Selbst die Bewegung Eures Schattens, an eine etwas entfernte Wand geworfen, reicht, um den wachenden Nazi auf den Plan zu rufen. Einen Nahkampf würdet Ihr mit an Sicherheit grenzender Wahrscheinlichkeit verlieren und jeder Pistolenschuss ist nicht nur rar, sondern auch so laut, dass er im Zweifelsfalle mehr schaden als nutzen würde. Gut, dass Ihr ein wenig tricksen dürft. Sich in die Schatten zu drücken, bis die Anzeigen Euch signalisieren, dass Ihr praktisch unsichtbar in der Finsternis lauert, ist ein guter Anfang.

So offen bewegt Ihr Euch nicht oft.

Besser aber Ihr lockt den Feind zunächst in die falsche Richtung und stellt ein Radio an oder zerbrecht etwas. Nachdem Euch die Finsternis vor seinem ersten kritischen Blick durch den Raum bewahrte, wendet der Scherge sich der Herkunft des Geräusches und Euch, richtig geplant, den Rücken zu. Zeit, die Klinge zu nutzen.

Alternativ soll zumindest gelegentlich die Möglichkeit bestehen, Summers in eine SS-Uniform schlüpfen zu lassen, die ihre Identität zumindest aus einer gewissen Entfernung verschleiert. Erst in dem Moment, in dem die Wache Euch passiert hat, lasst Ihr die Hand zum Dolch gleiten, während Ihr Euch von hinten nähert. In nur sehr wenigen Passagen weicht Velvet Assassin von dem Konzept des Schleichens, Täuschens und Lauerns ab. Nur selten lässt es Euch mit einem Maschinengewehr im Anschlag, die Granate griffbereit, über Bunker-Treppen und durch Flure stürmen. Bei der Flucht vor der zuvor selbst gelegten Bombe kommen auch Action-Puristen kurzfristig auf die Kosten, ansonsten arbeitet Ihr mit den über 50 Stealth Kills, von denen einige wunderbar explizit gerieten. Ein schneller Dolchstoß in den Nacken ist dabei noch die sanfteste Methode.

In einem Moment grübelte er noch über den Endsieg, im nächsten spürte er kalten, englischen Stahl.

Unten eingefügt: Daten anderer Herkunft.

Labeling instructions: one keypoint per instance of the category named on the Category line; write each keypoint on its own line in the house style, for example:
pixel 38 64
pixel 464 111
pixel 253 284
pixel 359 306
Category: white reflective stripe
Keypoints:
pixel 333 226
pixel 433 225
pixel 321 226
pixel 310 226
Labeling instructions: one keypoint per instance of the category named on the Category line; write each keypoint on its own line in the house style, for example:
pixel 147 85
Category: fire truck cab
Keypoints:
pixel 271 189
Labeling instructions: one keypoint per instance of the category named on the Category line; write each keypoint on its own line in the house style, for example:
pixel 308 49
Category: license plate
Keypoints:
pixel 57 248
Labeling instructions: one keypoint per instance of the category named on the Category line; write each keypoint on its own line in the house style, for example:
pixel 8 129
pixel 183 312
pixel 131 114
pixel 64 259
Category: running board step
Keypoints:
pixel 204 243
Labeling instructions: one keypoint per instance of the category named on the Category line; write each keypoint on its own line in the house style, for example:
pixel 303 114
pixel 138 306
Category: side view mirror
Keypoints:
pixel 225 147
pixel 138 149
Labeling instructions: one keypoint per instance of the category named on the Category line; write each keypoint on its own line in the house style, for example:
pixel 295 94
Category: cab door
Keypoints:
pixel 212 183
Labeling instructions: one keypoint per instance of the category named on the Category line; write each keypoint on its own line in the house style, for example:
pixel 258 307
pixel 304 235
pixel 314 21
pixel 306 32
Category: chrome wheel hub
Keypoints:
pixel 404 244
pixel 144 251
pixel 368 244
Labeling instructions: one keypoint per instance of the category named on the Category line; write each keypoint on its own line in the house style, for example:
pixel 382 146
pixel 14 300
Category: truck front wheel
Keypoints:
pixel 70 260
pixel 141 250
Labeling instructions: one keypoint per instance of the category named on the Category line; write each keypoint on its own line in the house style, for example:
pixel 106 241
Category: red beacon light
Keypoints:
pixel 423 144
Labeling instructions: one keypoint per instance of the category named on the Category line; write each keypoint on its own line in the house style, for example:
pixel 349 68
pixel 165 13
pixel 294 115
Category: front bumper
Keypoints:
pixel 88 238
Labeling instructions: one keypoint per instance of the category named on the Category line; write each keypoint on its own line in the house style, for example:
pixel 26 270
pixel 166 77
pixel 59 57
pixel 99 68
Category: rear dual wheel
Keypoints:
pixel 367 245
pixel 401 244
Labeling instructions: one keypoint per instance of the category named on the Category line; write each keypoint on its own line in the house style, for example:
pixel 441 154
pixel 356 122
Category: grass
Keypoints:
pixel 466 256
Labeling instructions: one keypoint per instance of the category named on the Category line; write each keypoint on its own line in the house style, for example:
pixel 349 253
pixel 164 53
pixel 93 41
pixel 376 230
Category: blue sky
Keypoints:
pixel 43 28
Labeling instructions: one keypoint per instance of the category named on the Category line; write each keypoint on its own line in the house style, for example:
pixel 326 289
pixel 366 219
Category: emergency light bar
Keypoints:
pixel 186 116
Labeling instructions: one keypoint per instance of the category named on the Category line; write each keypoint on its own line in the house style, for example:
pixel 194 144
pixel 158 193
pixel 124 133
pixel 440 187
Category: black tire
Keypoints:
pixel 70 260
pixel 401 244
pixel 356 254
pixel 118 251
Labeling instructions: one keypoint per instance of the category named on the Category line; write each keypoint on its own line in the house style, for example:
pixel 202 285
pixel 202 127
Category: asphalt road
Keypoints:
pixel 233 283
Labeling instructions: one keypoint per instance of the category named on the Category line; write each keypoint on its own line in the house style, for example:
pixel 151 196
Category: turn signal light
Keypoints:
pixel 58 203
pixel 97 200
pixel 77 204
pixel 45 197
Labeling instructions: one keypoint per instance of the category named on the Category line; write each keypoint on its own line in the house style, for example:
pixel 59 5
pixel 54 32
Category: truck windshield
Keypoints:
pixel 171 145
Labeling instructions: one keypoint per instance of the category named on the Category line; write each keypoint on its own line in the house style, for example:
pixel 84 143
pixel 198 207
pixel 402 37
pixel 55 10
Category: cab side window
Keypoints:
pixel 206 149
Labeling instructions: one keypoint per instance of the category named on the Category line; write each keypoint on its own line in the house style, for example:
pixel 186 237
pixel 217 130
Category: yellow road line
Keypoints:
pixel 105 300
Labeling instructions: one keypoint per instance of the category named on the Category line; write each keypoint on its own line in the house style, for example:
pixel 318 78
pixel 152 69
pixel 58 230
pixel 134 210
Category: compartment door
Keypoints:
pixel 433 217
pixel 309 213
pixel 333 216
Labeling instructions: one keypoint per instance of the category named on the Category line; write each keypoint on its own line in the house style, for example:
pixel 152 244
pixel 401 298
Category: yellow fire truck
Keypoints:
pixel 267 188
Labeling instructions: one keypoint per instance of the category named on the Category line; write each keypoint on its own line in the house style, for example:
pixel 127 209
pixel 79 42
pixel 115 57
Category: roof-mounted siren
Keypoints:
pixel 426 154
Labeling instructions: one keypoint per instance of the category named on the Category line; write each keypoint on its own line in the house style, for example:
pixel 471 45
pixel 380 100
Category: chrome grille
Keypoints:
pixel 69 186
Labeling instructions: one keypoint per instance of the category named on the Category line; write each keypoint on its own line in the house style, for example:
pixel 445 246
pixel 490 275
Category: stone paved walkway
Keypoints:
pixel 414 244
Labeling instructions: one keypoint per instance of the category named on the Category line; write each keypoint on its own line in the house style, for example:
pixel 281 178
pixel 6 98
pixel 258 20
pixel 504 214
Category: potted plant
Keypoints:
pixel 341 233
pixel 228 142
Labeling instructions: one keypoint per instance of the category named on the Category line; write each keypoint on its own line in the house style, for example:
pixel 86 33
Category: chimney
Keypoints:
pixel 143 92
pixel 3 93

Es wäre übertrieben zu sagen, dass die Grafik herausstechen würde, aber die Atmosphäre wird trotz einiger nicht ganz so perfekter Texturen schon in dem frühen Build wunderbar transportiert. Unheimliche Lokalitäten mit stimmungsvollen Soundeffekten lassen Euch schnell abtauchen und vergessen, dass Violet selbst wohl kaum zur Ikone der weiblichen Spielewelt aufsteigen wird. Eine heutzutage wieder in Mode kommende 40er Jahre–Frisur und der realistische Ansatz einer eher unauffälligen Person wird sich wohl kaum tief in das kollektive Bewusstsein der Spielwelt graben.

Ob dieses Schicksal auch dem Spiel als solches widerfahren könnte, lässt sich schwer abschätzen. In den Bereichen Atmosphäre und Inszenierung erwarte ich trotz der konservativen Grafik nach rein technischen Maßstäben Großes. Die Szenarien verabschieden sich von den totgespielten Schlachtfeldern des zweiten Weltkriegs und tragen das Geschehen weit hinter die Linien in unverbrauchte Gefilde. Dazu kommt noch der Twist der Komapatientin Summers und schon kann ein Spiel entstehen, das einen nicht loslässt.

Aber nur, wenn es spielerisch passt und wir sind schon oft um die Häuser geschlichen und kauerten in den dunkelsten Ecken. Velvet Assassin reduziert dies sogar noch. Während Snake und Fisher mit Technikgadgets protzen, bleibt es hier sehr puristisch. Purismus bedeutet in den Händen Untalentierter häufig genug aber auch Ideenlosigkeit und Wiederholung. Im Januar werden die Replay Studios beweisen, aus welchem Holz sie geschnitzt sind.

Velvet Assassin erscheint Ende Januar für PC und Xbox 360. Eine Ankündigung für die PS3 gibt es nicht, dafür die Gewissheit, dass die Nazi-Symbole in der deutschen Version natürlich nicht zu sehen sein werden.